Assume $I=[0.9,3.1], f:I\rightarrow\mathbb{R}$ is defined by $f(x):=|x^2-4x+3|, x\in I$. Without sketching the graph of $f$ on $I$, find points at which $f$ has an absolute minimum on $I$ and points at which $f$ has an absolute minimum on $I$.
We know that $f(0.9)=0.21$ and $f(3.1)=0.21$. I am a bit confused on how I can find the absolute minimum/maximum, however, without being able to differentiate since $f$ is not differentiable on $I$.
I know that obviously the max occurs at $x=2$ and the mins occur at $x=1,3$, but I am not sure how to show this without graphing.

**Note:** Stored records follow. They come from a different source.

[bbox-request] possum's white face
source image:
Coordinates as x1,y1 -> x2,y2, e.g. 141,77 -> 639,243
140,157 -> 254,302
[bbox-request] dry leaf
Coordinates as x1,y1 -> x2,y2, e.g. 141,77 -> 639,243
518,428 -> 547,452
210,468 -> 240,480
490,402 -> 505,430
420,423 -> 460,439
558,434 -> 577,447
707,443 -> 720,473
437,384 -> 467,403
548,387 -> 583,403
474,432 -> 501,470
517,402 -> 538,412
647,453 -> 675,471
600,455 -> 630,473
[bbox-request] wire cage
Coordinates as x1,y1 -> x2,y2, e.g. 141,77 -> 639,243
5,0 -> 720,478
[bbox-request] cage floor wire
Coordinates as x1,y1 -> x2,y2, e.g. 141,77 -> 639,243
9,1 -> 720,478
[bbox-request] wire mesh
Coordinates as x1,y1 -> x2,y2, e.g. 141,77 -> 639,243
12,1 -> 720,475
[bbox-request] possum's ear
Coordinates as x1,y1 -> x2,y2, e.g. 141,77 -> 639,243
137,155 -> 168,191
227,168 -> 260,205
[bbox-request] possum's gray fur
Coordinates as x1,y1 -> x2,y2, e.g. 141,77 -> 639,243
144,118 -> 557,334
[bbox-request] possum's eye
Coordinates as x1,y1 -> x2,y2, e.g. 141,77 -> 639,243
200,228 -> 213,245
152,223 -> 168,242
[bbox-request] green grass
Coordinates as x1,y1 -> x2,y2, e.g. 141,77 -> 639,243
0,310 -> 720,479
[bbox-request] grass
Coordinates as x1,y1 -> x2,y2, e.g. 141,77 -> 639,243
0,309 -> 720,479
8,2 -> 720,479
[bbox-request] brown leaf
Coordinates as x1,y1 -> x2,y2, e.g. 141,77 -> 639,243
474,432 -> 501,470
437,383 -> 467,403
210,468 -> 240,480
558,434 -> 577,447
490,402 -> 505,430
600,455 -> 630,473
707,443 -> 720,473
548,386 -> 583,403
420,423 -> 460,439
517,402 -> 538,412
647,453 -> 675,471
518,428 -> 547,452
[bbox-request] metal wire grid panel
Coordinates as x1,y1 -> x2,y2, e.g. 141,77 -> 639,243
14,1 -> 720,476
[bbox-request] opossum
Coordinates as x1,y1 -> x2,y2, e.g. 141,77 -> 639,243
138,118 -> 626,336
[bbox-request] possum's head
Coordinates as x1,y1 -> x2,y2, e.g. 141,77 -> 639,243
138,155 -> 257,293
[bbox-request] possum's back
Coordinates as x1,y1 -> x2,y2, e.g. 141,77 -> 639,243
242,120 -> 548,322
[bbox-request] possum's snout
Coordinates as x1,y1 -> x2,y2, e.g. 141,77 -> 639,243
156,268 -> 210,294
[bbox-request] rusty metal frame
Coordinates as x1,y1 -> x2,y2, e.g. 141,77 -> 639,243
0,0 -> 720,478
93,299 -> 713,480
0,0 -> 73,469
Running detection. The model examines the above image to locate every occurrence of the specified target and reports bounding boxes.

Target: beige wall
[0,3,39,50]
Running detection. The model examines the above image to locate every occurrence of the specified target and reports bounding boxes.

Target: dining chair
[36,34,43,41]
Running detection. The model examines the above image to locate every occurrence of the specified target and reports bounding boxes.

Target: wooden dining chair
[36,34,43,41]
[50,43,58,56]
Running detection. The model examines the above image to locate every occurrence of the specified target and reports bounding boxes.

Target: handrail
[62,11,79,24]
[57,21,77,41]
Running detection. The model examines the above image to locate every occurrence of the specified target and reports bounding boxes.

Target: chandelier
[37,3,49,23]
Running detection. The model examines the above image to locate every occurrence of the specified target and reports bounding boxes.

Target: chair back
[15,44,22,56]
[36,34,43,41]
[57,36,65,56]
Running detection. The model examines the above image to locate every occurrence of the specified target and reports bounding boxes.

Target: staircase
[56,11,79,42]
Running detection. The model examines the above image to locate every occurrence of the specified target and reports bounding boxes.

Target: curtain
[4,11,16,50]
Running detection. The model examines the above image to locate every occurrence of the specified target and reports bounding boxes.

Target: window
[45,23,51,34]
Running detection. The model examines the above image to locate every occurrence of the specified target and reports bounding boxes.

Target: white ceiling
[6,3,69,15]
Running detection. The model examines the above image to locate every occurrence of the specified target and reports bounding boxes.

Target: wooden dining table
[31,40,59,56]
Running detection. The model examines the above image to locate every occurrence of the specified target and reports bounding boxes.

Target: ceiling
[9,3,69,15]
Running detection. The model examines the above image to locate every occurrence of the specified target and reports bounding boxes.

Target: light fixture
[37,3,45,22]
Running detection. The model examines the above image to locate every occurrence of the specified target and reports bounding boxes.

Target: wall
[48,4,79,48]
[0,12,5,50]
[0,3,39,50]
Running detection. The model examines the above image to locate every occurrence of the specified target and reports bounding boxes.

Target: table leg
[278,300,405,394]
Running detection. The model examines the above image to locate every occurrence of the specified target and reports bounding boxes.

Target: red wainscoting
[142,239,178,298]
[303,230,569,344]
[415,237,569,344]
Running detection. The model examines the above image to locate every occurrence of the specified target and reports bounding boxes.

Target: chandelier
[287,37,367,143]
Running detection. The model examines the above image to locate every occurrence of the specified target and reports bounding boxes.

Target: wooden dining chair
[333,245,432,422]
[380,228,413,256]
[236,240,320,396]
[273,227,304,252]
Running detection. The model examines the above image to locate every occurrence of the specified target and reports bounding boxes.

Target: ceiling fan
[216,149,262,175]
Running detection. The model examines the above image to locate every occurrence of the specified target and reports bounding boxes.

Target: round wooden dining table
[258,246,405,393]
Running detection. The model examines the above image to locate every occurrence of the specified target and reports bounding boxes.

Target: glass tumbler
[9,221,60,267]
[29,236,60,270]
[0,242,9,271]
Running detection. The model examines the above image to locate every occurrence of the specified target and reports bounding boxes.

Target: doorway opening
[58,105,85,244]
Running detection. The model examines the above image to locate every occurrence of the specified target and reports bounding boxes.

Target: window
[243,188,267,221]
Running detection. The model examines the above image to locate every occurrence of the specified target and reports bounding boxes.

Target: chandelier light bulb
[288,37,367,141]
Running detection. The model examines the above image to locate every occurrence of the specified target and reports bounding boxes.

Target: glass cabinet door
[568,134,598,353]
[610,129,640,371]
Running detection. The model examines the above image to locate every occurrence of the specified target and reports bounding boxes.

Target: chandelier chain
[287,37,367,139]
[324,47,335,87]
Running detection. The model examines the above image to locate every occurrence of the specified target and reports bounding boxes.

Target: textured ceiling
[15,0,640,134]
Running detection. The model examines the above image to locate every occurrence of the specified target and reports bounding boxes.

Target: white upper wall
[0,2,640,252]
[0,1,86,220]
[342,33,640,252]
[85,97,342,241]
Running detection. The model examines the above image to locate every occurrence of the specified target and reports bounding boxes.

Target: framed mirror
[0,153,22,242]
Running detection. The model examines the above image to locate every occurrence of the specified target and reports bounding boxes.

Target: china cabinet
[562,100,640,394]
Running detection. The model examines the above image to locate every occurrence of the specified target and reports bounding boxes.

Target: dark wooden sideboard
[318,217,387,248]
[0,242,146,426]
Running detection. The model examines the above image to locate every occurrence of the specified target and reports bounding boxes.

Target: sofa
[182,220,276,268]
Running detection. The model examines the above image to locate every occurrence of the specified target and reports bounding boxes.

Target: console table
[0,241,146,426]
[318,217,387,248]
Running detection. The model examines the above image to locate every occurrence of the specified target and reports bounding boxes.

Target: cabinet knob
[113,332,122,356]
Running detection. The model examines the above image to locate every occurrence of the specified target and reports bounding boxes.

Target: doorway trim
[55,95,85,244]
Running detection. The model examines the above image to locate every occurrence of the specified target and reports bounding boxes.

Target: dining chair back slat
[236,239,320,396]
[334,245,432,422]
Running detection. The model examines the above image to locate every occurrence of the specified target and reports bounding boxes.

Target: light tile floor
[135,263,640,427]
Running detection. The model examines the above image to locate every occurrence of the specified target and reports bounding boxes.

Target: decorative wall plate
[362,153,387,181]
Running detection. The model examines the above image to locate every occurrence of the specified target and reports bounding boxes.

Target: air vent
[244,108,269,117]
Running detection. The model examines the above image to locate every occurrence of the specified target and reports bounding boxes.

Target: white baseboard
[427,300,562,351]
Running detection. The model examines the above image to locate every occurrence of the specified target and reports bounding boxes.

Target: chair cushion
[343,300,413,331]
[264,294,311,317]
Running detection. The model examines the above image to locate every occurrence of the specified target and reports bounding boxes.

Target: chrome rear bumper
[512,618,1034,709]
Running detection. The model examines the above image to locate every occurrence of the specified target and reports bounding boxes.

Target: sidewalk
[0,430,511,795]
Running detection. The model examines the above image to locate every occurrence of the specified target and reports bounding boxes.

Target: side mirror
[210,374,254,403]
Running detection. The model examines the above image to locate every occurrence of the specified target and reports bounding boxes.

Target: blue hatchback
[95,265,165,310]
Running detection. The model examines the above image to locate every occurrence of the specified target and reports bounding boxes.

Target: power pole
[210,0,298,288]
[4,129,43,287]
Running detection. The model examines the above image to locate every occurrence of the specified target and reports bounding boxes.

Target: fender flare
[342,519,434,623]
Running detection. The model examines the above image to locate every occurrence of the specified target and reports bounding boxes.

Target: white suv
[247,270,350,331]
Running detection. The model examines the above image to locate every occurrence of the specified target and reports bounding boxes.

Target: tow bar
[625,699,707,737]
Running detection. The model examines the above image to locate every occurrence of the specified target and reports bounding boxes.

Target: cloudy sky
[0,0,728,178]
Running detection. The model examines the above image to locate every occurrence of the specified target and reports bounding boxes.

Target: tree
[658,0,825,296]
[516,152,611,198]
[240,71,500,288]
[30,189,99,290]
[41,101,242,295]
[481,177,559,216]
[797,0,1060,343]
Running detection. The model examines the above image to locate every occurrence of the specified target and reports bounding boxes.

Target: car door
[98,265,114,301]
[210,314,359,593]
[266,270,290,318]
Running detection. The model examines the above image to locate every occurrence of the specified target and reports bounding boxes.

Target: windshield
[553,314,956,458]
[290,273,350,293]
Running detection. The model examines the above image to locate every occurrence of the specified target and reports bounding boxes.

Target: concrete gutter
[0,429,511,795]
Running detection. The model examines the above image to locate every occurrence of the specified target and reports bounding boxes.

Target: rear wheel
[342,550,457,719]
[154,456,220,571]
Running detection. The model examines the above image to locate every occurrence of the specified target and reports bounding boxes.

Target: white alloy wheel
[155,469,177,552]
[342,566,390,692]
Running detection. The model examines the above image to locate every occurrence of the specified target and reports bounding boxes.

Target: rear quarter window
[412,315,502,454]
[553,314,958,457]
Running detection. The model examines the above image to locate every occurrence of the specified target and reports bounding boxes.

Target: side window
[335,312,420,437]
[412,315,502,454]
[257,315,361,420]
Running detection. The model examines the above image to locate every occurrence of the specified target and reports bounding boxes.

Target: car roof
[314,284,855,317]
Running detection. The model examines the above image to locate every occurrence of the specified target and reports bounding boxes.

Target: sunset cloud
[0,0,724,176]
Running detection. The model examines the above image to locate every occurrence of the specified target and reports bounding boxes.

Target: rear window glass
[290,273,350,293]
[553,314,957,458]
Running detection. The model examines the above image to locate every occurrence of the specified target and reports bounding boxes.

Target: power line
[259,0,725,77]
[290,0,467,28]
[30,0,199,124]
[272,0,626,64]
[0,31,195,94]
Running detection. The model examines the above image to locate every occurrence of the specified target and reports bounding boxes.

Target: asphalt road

Since $x^2-4x+3=(x-1)(x-3),$ the absolute value will be nondifferentiable at $1$ and $3$, each of which is in your interval $[0.9,3.1]$ and are therefore critical numbers to be tested. [each will give $f(x)=0$] Then the absolute value will be $+(x^2-4x+3)$ with derivative $2x-4$ outside of $[1,3]$ and this could contributes a new critical number at 2 but 2 is not outside of $[1,3]$. Similarly the absolute value inside $(1,3)$ is $-(x^2-4x+3)$ with derivative $-2x+4$ again possibly making the critical number 2, but this time 2 indeed is inside $(1,3)$ so is a critical number to be tested. At this point you have the endpoints $0.9,\ 3.1$ along with the three internal critical numbers at $1,2,3$ and all these should be put into $f(x)$ to get the absolute max and min.
Edit:Initially I erroneously threw out $2$ as a critical number above. I re-typed things to include that critical number.